Excellent piece by Steve Kornacki this morning making the argument for Mitt Romney as frontrunner. I'm not sure I agree that Romney has the best chance of winning, but I continue to agree with Kornacki and others (Matt Yglesias yesterday, and a first-rate piece by my brother and longtime Mitt watcher David S. Bernstein last week) who don't believe that health care is a major obstacle for him. Instead, as David says, "it's more a symptom than a cause" of Romney's troubles.
I guess what it comes down to is exactly what ACA opposition means to Republicans. Certainly, both elites and rank-and-file voters are all hot and bothered about it, and I don't discount that entirely. After all, every candidate, Romney included, will support repeal. However, I guess I think that at the end of the day, it's almost purely symbolic for almost all of them. It stands for Obama-the-Socialist, Obama-the-Other, Obama-the-Enemy.

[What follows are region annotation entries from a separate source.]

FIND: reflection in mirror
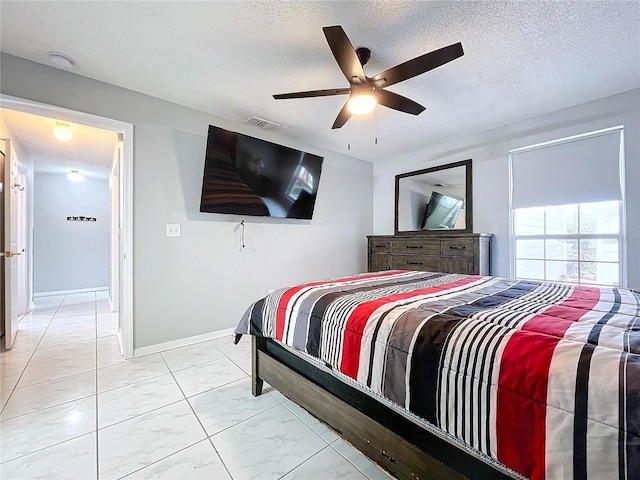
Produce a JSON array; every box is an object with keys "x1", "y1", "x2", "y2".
[{"x1": 396, "y1": 160, "x2": 472, "y2": 233}]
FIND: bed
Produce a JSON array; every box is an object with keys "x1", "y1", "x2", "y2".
[{"x1": 236, "y1": 270, "x2": 640, "y2": 479}]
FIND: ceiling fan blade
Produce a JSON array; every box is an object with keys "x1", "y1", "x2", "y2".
[
  {"x1": 322, "y1": 25, "x2": 367, "y2": 83},
  {"x1": 273, "y1": 88, "x2": 351, "y2": 100},
  {"x1": 371, "y1": 42, "x2": 464, "y2": 87},
  {"x1": 376, "y1": 89, "x2": 425, "y2": 115},
  {"x1": 331, "y1": 100, "x2": 351, "y2": 130}
]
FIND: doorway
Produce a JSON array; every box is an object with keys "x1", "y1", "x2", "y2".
[{"x1": 0, "y1": 95, "x2": 133, "y2": 358}]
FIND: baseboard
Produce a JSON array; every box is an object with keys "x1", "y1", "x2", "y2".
[
  {"x1": 133, "y1": 328, "x2": 235, "y2": 357},
  {"x1": 33, "y1": 287, "x2": 109, "y2": 298}
]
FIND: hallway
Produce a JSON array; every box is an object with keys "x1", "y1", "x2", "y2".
[{"x1": 0, "y1": 292, "x2": 389, "y2": 480}]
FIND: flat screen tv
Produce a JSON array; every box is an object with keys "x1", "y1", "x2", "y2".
[
  {"x1": 422, "y1": 192, "x2": 464, "y2": 230},
  {"x1": 200, "y1": 125, "x2": 323, "y2": 220}
]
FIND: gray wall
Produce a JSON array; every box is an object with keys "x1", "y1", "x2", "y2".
[
  {"x1": 33, "y1": 172, "x2": 111, "y2": 294},
  {"x1": 374, "y1": 89, "x2": 640, "y2": 288},
  {"x1": 0, "y1": 54, "x2": 373, "y2": 348}
]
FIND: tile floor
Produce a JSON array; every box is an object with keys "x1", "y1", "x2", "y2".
[{"x1": 0, "y1": 292, "x2": 389, "y2": 480}]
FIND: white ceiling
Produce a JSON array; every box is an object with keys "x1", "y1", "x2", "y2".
[
  {"x1": 0, "y1": 108, "x2": 117, "y2": 178},
  {"x1": 0, "y1": 0, "x2": 640, "y2": 167}
]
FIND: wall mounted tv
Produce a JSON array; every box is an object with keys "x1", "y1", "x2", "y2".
[{"x1": 200, "y1": 125, "x2": 323, "y2": 220}]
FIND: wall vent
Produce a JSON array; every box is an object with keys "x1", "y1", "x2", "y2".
[{"x1": 247, "y1": 117, "x2": 280, "y2": 130}]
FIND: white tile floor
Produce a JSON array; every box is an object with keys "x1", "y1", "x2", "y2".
[{"x1": 0, "y1": 292, "x2": 389, "y2": 480}]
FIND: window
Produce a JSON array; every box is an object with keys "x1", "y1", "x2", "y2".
[
  {"x1": 510, "y1": 127, "x2": 624, "y2": 286},
  {"x1": 513, "y1": 201, "x2": 621, "y2": 285}
]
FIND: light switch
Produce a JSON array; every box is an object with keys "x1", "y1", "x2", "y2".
[{"x1": 165, "y1": 223, "x2": 180, "y2": 237}]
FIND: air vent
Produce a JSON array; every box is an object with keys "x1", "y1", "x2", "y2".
[{"x1": 247, "y1": 117, "x2": 280, "y2": 130}]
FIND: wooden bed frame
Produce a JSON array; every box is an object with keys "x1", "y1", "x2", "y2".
[{"x1": 251, "y1": 335, "x2": 522, "y2": 480}]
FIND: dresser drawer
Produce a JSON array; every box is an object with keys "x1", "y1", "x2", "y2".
[
  {"x1": 391, "y1": 255, "x2": 440, "y2": 272},
  {"x1": 391, "y1": 239, "x2": 440, "y2": 255},
  {"x1": 442, "y1": 238, "x2": 473, "y2": 257},
  {"x1": 369, "y1": 240, "x2": 391, "y2": 253}
]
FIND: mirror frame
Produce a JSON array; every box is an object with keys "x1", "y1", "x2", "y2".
[{"x1": 393, "y1": 159, "x2": 473, "y2": 235}]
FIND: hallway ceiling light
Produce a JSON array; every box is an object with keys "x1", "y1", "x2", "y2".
[
  {"x1": 67, "y1": 170, "x2": 84, "y2": 182},
  {"x1": 48, "y1": 52, "x2": 76, "y2": 70},
  {"x1": 53, "y1": 122, "x2": 73, "y2": 142}
]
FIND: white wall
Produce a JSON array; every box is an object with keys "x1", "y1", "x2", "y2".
[
  {"x1": 33, "y1": 172, "x2": 111, "y2": 294},
  {"x1": 374, "y1": 89, "x2": 640, "y2": 288},
  {"x1": 0, "y1": 54, "x2": 373, "y2": 348}
]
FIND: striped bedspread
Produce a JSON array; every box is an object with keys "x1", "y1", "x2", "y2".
[{"x1": 236, "y1": 271, "x2": 640, "y2": 479}]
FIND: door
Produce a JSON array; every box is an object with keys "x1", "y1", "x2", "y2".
[{"x1": 2, "y1": 140, "x2": 24, "y2": 349}]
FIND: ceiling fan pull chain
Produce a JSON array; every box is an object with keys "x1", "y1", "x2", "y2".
[{"x1": 373, "y1": 105, "x2": 378, "y2": 145}]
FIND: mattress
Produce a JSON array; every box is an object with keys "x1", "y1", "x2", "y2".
[{"x1": 236, "y1": 271, "x2": 640, "y2": 479}]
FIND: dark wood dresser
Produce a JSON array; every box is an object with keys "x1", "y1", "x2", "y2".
[{"x1": 367, "y1": 233, "x2": 492, "y2": 275}]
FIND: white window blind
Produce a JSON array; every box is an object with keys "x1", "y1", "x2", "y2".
[{"x1": 511, "y1": 128, "x2": 623, "y2": 209}]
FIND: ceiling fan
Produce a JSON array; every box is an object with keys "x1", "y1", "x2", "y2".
[{"x1": 273, "y1": 25, "x2": 464, "y2": 128}]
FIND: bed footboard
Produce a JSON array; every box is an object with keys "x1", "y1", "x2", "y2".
[{"x1": 251, "y1": 336, "x2": 520, "y2": 480}]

It's not about health care, really, and so logically connecting past health care positions with Obama's health care plan is sort of irrelevant.
Now, that's not to say that Republicans actually agree with ACA. Indeed, I think opposition to any sort of government-initiated universal health care is the most natural movement conservative position. Yes, conservative politicians (not just Mitt!) have in the past supported things that looked like Obama's health care plan, but I think in almost all cases that was just about playing defense in a situation in which the true movement conservative position (that is, it's not the government's concern) is wildly unpopular.
But that's about health care. Opposition to Obamacare, I'm saying, isn't about health care at all. And since Romney will have no trouble meeting the litmus test of opposing Obama, I don't think too many Republicans will really care about the other thing.
Just remember: issues have a way of being used to mask what's really going on. So if Republican leaders conclude that Romney isn't acceptable for other reasons, such as perhaps a sense that his religion is unacceptable, or that he won't be reliable on taxes or litmus-test social issues, they may well use Romneycare to convince the rank-and-file that Romney fails the Obama test. It's also possible that voters will do the same: rather than admitting (even to themselves) that bigotry is driving their vote (should that be the case), they could latch on to whatever issue is available, and health care will be there. But if it wasn't that, it would be some other issue.